Skip to content

edponce/masprng

Repository files navigation

MASPRNG - Intel MIC (vector) accelerated SPRNG library

General requirements:
    GNU compilers, require 4.8 or greater for __builtin_cpu_supports()
    C++98 - function overloading, object-oriented 
    C++11 - non-static initialization in struct/class

SIMD requirements:
    SSE - at least SSE4.1 for _mm_mullo_epi32() and _mm_mul_epi32()
    AVX - at least AVX2 for integer instructions, _mm256_mullo_epi32(), _mm256_mul_epi32(), and others
          at least SSE2 _mm_shuffle_epi32() and _mm_or_epi32()

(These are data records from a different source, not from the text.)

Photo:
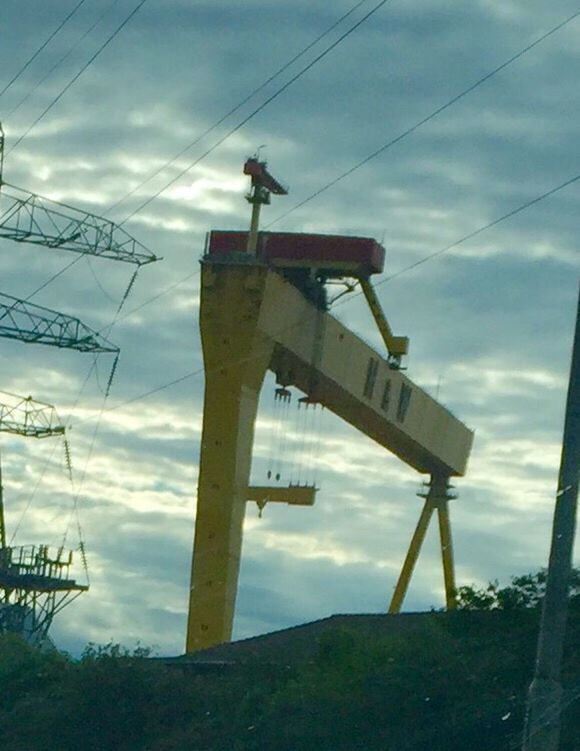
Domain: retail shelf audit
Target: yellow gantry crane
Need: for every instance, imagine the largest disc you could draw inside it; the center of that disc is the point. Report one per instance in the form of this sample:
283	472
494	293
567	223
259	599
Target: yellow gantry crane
264	307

Only a single SIMD technology is allowed per SPRNG object.
All SIMD macro decisions are ordered from most recent technology to oldest.
This allows the use of best available technology without the user having to specify.
Note that the user is allowed to decide on a specific technology using a macro definition.

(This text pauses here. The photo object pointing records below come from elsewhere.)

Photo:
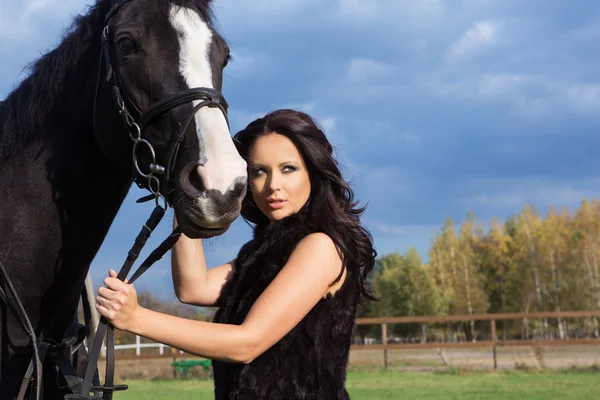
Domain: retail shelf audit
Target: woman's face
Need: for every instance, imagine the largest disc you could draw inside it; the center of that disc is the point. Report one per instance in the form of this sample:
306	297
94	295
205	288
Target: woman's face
277	175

Each VSPRNG object generates random numbers from multiple streams. The number of streams
depends on the width of the vector unit and the type of random number considered.

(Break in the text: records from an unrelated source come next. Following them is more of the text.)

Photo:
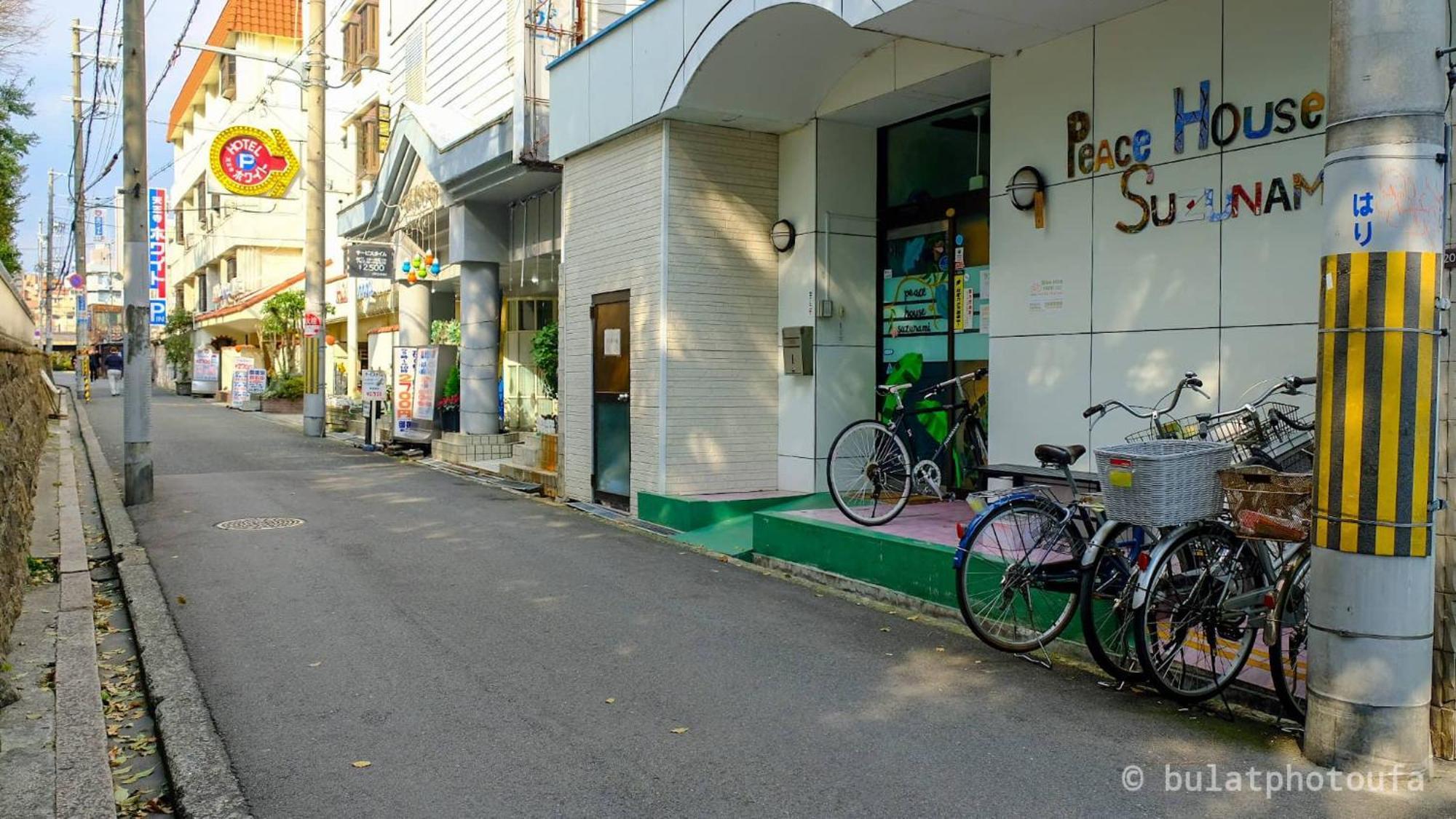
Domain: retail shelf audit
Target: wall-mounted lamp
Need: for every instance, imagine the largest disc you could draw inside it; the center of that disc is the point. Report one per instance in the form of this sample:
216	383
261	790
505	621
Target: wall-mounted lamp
1029	191
783	235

SPRNG provides a capability of performing 64-bit operations using 64-bit (LONG_SPRNG) or 32-bit registers.
LONG_SPRNG mode is generally faster and the current implementation generates different set of random numbers.

The scalar SPRNG objects are supported via the same interface as SPRNG v5.0. The vector SPRNG
objects are supported via a very similar interface as SPRNG v5.0.

As part of this project, a C interface for Intel SIMD intrinsics was developed. This interface
allows applications to easily and systematically access the available vector technologies.

Arrays of SIMD intrinsics are allocated using posix_memalign(), using fixed arrays
worked for SSE but not AVX. It seems this is due to compiler (GCC) not providing automatic
support for large vector datatypes.